Hi Kim,
I would second Ivan that the task is not trivial. But it's doable! One approach could be:
First, get pages/sites of the desired domain from DMOZ or common search:
http://www.dmoz.org/search?q=architecture https://uidemo.commonsearch.org/?g=en&q=architectureEv. do this to also for other domains and/or add close but undesired domains (e.g., "home depot").
Second, get the location in the Common Crawl archives via the CC index:
http://index.commoncrawl.org/CC-MAIN-2016-26-index?url=archiseek.com&matchType=domain&output=jsonThird, "fetch" the pages of your domain from the Common Crawl archives on AWS S3
and train a classifier on the page content.

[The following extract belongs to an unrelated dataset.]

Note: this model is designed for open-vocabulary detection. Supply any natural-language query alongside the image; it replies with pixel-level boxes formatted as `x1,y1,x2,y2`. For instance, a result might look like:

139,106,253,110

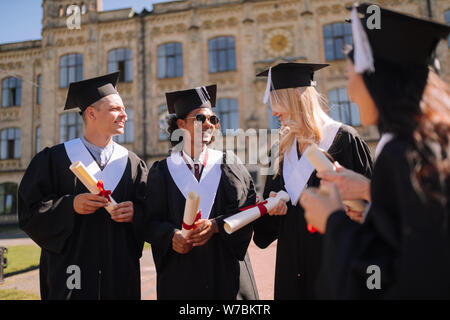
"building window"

Now you could run the classifier over the whole Common Crawl data to get more
"architecture" pages, or even try to find links to architecture pages not included in
the Common Crawl data.
The Common Crawl index is also available on AWS S3 as gzipped files. In case, you only want to
grep the URLs for keywords that's the way to go:
idx=CC-MAIN-2016-26
for i in `seq 0 299`; do
aws s3 cp --no-sign-request s3://commoncrawl/cc-index/collections/$idx/indexes/cdx-`printf %05d $i`.gz - \
| gzip -dc \
| grep -i architecture
done
For how to get the page content using the WARC file location and offset, see one of the previous threads in this group.
Best,
Sebastian